Montenegro has the same traffic laws as the rest of Europe.There are no significant differences with Russia. However there are a few local subtleties that you should know if you plan to drive in Montenegro.
An international driving license is not required.
According to Article 176 of Montenegro traffic safety law, effective since January 2013, citizens of Russia and other CIS countries may operate transportation vehicles in Montenegro with their own national license. All types of licenses are recognised that are valid in the issuing country.
The same right is supported by the Vienna Convention on Road Traffic of 1968. All countries that signed the Convention (including Russia, Ukraine, Belarus, Montenegro, countries of former Yugoslavia etc.) agree to recognise driving licenses issued by any other participating countries.
Acceptable blood alcohol level — 0.3 per mille.
This level means you can only have a small beer if you are planning on driving. Any alcohol intake that borders or surpasses a single drink will result in an unacceptable blood alcohol level. Note that Montenegro police enforces this rule very rigidly. For example, 100 grams of rakia or vodka (more than 0.5 per mille) will lose you your license along with a fine of up to €2000 or even result in a jail sentence of 2 months. This is reasonable, as the roads in Montenegro are not often not easy and require constant attention.
Daylight running lights should always be on. This rule is in effect in many European countries. Some car manufacturers even supply cars that automatically turn DRL lamps on during driving. This option is called ‘Scandinavian lights’, because Scandinavian countries were the first to introduce this rule.
It helps you see oncoming vehicles well in advance. Montenegro roads are narrow and hard to navigate or predict, so this rule literally saves lives, especially when overtaking, every moment is critical.

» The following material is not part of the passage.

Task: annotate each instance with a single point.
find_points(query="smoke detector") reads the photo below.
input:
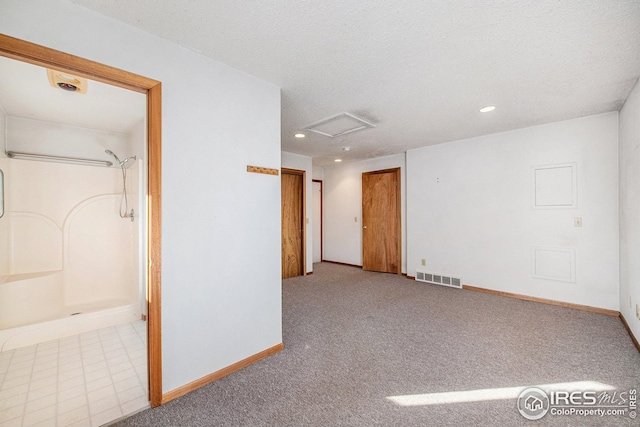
(66, 81)
(340, 124)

The fine for DRL lights being turned off (as any other fault that concerns lights and lamps) can be €80.
Cars at roundabouts have priority over cars that enter the circle. If you are entering a roundabout, give way to those who already entered. Recently, the same rule was implemented in Russia. It is quite reasonable given the capacity of the circle is limited. That is why it is more important exiting it than entering it.
While you should follow this traffic rule in Montenegro yourself, be considerate and watch if other drivers behaviour too. Many Russian tourists still are not used to the new rules and have had accidents at roundabouts in Montenegro, that is why you should be especially careful when entering a roundabout.
Traffic lights with additional sections. An additional section is a side traffic light with a green arrow. According to Montenegro traffic safety law main traffic light sections regulate all directions at the intersection. The only exception is the when the additional section is on. When it is on, it permits movement in the direction indicated by the arrow.
For example, you are at a perpendicular intersection. You see a traffic light with an additional arrow. The main green light turns on. At this time you can move in all unrestricted directions. Then, the main red and the additional green lights (right arrow) turn on. At this time, you can only turn right.
Pedestrian crossing regulations. In most countries, green light at a pedestrian crossing turns on only when there is no traffic through the crossing. Hence why the pedestrians walk when it is green without having to pay too much attention. In Montenegro, the traffic lights work in such a way that the green light for pedestrians turns on when there still are cars on the crossing. Pedestrians can now enter the crossing and they have priority, so cars can continue to move only when there are no pedestrians at the crossing.
For example, you are at a crossing and see a green right arrow. You start moving. At the same moment, pedestrians also see their green light and enter the crossing that you are about to pass. This means that you should stop almost immediately after starting the maneuver and wait for all the pedestrians to exit the crossing, only then should you continue moving.
This rule seems a bit irrational or even unsafe, because drivers moving on green are usually sure that there will be no obstacles. And in Montenegro, it is not simply an obstacle, it is a pedestrian! Most probably, the rule was introduced to speed up movement at traffic lights. In Montenegro, the crossings are small, there is no high-speed traffic, so even this illogical assumption does not really affect anything. That is why at every crossing you should simply lower your speed and note the colour of the pedestrian traffic lights.